California's leadership in healthcare information technology should be replicated nationwide, but quality care can't be compromised to achieve rapid adoption, Kerry Weems, acting administrator of the CMS said at an event in Silicon Valley.
"We're here to learn from your experience and not repeat your mistakes," Weems said at 293-bed El Camino Hospital in Mountain View, Calif.
Some 37% of physicians in California use electronic health records, compared with 28% nationally, according to a report to be released next week by the California HealthCare Foundation, a not-for-profit statewide healthcare policy organization.
But most of the physicians using EHRs in California work in large practices or integrated health systems such as Kaiser Permanente. Of physicians in small practices, 25% use EHRs, while 13% in solo clinics and 3% practicing in community clinics have adopted EHRs, said Mark Smith, president and chief executive officer of the California HealthCare Foundation.
"We may be leaders but it is hardly time to celebrate," Smith said.
Weems met with Smith and other members of what Weems called the "California brain trust of healthcare IT," including Molly Coye, founder and CEO of the Health Technology Center; David Brailer, founder of Health Evolution Partners; David Hopkins, director of quality measurement and improvement for the Pacific Business Group on Health; Don Holmquest, president and CEO of CalRHIO; and Jo Ellen Ross, president and CEO of Lumetra, a not-for-profit quality improvement group. All are based in San Francisco.
Even in California, there is a danger of disparities in healthcare IT, Coye said. "The have and have-nots are not just the physicians, but the patients they care for," she said. "We need to start generating funds to help support small practices and clinics. None of the financing schemes proposed so far can support the small and solo practices."

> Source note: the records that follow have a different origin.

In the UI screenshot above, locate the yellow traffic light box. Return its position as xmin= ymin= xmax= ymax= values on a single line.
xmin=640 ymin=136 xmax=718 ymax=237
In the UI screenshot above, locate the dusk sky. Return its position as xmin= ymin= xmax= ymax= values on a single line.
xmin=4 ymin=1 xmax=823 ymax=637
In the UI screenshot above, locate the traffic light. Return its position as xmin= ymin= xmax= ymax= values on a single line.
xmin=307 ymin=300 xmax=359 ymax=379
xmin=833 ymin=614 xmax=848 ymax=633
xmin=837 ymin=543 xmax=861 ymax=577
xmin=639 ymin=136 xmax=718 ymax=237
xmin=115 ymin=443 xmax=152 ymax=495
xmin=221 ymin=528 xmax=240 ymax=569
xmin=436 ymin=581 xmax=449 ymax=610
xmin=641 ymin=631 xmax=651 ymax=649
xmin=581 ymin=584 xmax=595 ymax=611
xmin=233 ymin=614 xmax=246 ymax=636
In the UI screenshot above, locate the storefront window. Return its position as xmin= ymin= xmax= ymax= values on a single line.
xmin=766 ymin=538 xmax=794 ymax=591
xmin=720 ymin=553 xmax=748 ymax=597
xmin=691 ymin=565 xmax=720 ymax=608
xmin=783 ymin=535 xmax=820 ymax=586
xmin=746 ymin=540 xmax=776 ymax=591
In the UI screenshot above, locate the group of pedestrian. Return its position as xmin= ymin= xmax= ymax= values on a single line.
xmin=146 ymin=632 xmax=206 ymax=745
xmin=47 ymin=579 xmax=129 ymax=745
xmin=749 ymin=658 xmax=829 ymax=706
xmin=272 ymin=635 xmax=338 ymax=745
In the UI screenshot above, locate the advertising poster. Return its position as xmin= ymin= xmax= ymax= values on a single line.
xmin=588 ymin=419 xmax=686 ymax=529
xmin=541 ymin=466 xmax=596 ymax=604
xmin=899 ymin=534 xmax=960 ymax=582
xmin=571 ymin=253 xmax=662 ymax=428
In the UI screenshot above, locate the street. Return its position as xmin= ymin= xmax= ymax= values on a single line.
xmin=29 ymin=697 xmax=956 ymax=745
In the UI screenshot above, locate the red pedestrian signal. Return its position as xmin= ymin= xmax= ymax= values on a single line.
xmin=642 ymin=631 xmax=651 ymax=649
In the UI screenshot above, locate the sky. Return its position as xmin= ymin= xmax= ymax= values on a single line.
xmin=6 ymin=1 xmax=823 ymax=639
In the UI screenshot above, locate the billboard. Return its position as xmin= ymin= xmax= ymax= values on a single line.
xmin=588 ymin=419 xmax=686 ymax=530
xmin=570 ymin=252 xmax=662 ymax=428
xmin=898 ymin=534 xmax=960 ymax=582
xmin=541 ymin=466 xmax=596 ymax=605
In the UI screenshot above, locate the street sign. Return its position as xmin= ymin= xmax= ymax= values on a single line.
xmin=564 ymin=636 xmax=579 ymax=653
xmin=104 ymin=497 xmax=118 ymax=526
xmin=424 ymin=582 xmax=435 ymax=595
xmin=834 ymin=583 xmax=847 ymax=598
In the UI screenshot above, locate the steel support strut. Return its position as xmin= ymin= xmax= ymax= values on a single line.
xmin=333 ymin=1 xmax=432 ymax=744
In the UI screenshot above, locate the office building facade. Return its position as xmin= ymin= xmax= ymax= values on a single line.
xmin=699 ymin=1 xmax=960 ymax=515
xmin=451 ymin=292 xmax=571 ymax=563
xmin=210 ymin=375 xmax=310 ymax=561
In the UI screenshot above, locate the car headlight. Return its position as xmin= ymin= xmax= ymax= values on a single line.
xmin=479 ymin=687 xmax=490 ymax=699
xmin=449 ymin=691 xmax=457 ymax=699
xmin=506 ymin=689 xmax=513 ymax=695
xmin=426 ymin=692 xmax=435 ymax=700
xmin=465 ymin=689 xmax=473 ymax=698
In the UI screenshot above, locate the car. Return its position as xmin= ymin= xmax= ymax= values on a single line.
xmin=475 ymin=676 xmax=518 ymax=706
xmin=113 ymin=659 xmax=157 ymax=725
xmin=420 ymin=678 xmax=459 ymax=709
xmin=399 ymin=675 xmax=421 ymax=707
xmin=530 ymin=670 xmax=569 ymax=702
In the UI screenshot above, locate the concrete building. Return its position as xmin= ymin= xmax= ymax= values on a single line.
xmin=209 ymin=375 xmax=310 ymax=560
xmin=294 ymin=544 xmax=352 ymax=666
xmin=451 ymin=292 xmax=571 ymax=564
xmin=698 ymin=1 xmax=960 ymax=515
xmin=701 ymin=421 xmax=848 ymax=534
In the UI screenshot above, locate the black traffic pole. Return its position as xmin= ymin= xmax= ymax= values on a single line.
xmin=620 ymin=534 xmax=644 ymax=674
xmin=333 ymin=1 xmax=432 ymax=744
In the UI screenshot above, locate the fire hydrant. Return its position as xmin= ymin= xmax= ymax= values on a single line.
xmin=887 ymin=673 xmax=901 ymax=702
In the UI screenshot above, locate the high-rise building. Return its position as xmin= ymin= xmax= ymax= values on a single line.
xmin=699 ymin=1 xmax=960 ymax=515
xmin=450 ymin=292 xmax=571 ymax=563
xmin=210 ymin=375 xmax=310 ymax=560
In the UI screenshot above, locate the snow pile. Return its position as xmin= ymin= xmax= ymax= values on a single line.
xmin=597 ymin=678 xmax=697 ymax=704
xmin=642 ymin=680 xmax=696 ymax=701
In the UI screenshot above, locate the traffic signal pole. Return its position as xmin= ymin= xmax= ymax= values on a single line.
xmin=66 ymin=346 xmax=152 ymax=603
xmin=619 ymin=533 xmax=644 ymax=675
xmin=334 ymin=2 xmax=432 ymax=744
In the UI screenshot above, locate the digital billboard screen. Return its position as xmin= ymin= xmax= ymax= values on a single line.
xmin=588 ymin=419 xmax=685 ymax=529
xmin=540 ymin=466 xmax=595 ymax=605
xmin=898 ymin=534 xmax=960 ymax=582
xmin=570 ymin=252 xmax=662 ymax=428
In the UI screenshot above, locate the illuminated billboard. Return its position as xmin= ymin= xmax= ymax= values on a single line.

Weems said he looks forward to preliminary results in six to nine months from the Medicare Care Management Performance Demonstration program, which began in July. In the three-year pilot involving 700 solo, small and midsize practices in Arkansas, California, Massachusetts and Utah caring for chronically ill Medicare recipients, physicians get added incentive payments for implementing Certification Commission for Health Information Technology-certified electronic health records and showing functionality by reporting clinical performance data electronically.
Getting EHRs up and running isn't the final goal though, experts said. "The home run is empowering patients to be more active in their care," said Paul Tang, chief medical information officer of the Palo Alto (Calif.) Medical Foundation.